There is a saving grace in that he is so plainly enjoying himself. This is no absentee lord of the manor who keeps but a distant check on the harvest. He is with them every kick of the ball, and his enthusiasm could well last a long road. We have yet to see his face after a run of defeats, but he takes such obvious pleasure in his club's success.

Why should we take exception to Chelsea's swift expansion to cosmic proportions when clubs such as Manchester United and Arsenal have been also mainly collated via the transfer market? It is a matter of speed. For more than a century, our clubs have recruited from outside their catchment areas. True, the circle has widened to cover the entire globe, but it has been at a pace we could handle - drafted in one by one to fill a particular role and be assimilated slowly into the local scenery. Abramovich has hastened the process in a grotesque manner, flooding the place with so many newcomers they have to take it in turns to play. This is force-feeding the goose that is supposed to lay the golden egg, and something must suffer eventually.

What if four others with Abramovich's inexhaustible wealth decided to buy Premiership clubs? They could hoover up the majority of the world's best players. We would have clubs that would represent a footballing equivalent of a handful of harems - all the beauty of the game confined to a few sultans.

I'm not sure it is meant to be like that. But I'm equally at a loss to suggest a solution.

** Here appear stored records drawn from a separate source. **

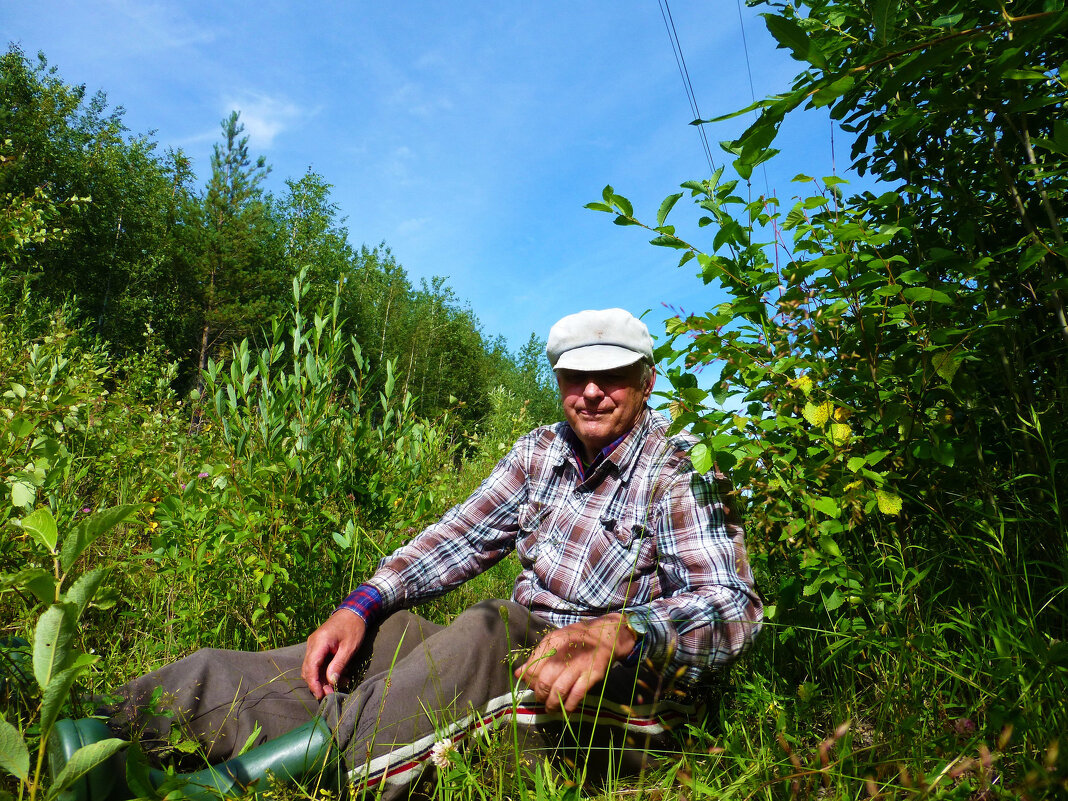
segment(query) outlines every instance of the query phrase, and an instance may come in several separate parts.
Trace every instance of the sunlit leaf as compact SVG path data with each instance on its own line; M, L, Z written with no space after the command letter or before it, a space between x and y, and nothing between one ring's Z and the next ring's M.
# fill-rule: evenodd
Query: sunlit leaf
M22 529L29 532L46 550L51 552L56 549L59 532L56 529L56 519L52 517L52 510L47 506L42 506L22 518Z
M11 485L12 506L33 506L37 500L37 489L25 481L15 481Z
M879 511L884 515L901 514L901 498L890 492L890 490L875 490L875 500L879 504Z
M190 481L190 484L194 482ZM64 570L69 570L86 548L99 537L119 523L125 522L145 508L145 504L131 503L103 509L96 514L83 518L63 539L59 561Z
M52 604L37 621L33 637L33 675L43 690L52 676L73 660L74 605Z
M768 26L768 32L791 55L798 61L807 61L815 67L826 67L827 59L819 47L809 39L809 36L792 19L780 17L774 14L763 14L764 23Z
M671 212L672 207L679 201L679 198L681 197L682 192L679 192L678 194L668 195L666 198L664 198L664 202L660 204L660 210L656 213L656 224L658 226L664 224L664 220L667 219L667 216Z
M951 303L952 301L945 292L931 289L926 286L910 286L904 292L905 299L911 301L929 301L932 303Z
M690 461L698 473L707 473L712 469L712 452L705 443L698 442L690 449Z
M829 498L826 495L813 498L812 506L828 517L838 517L838 514L842 511L838 506L838 502L834 498Z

I mean no offence to Abramovich, nor do I begrudge Chelsea fans their long-awaited place in the glow of glory, but someone in authority has to consider where all of this might end.

Further blows to dignity

As a gentle reintroduction to public life after his mental breakdown, it was good to see Frank Bruno climb through the ropes last week to lead the England amateur boxing team into the ring at the York Hall, Bethnal Green, for their annual fixture against America.

It was a particularly apt appearance, because leading the American team was Tim Witherspoon, whom Bruno was meeting for the first time since they fought for the world heavyweight title in 1986 at Wembley. It would not have brought back happy memories for Bruno, who was battered into defeat in the 11th round. I was at ringside, sitting beneath the very corner into which Bruno was finally deposited. How he put up with the number of blows he took before succumbing was tribute to a level of bravery I still recall with admiration.

He had promised to lead the England team before he was sectioned on 22 September, and was determined to honour the commitment, although it was only two weeks since he had been released from a secure psychiatric hospital.

What was much less rewarding was to see Bruno appear on ITV that night in the programme Tonight with Trevor McDonald. It is one thing to have a walk-on role at a boxing tournament, but quite another to be paraded for inspection for half an hour on peak-time television. Any attempts at seriousness were surrendered when McDonald donned boxing gloves and did a bit of comic sparring with Bruno. He was presented as a curio, and very rarely did the show ascend from the type of slapstick interview Bruno has given a hundred times.

That he should be drawn into one when he is still under treatment for the mental condition that brought him such humiliating publicity was unfortunate. Sometime in the future, Bruno may care to look back at this sad stage of his life with a touch of philosophical objectivity that may be helpful to other sufferers. Now is certainly not that time. He should be left to relocate the rails of his life with a little more dignity and privacy.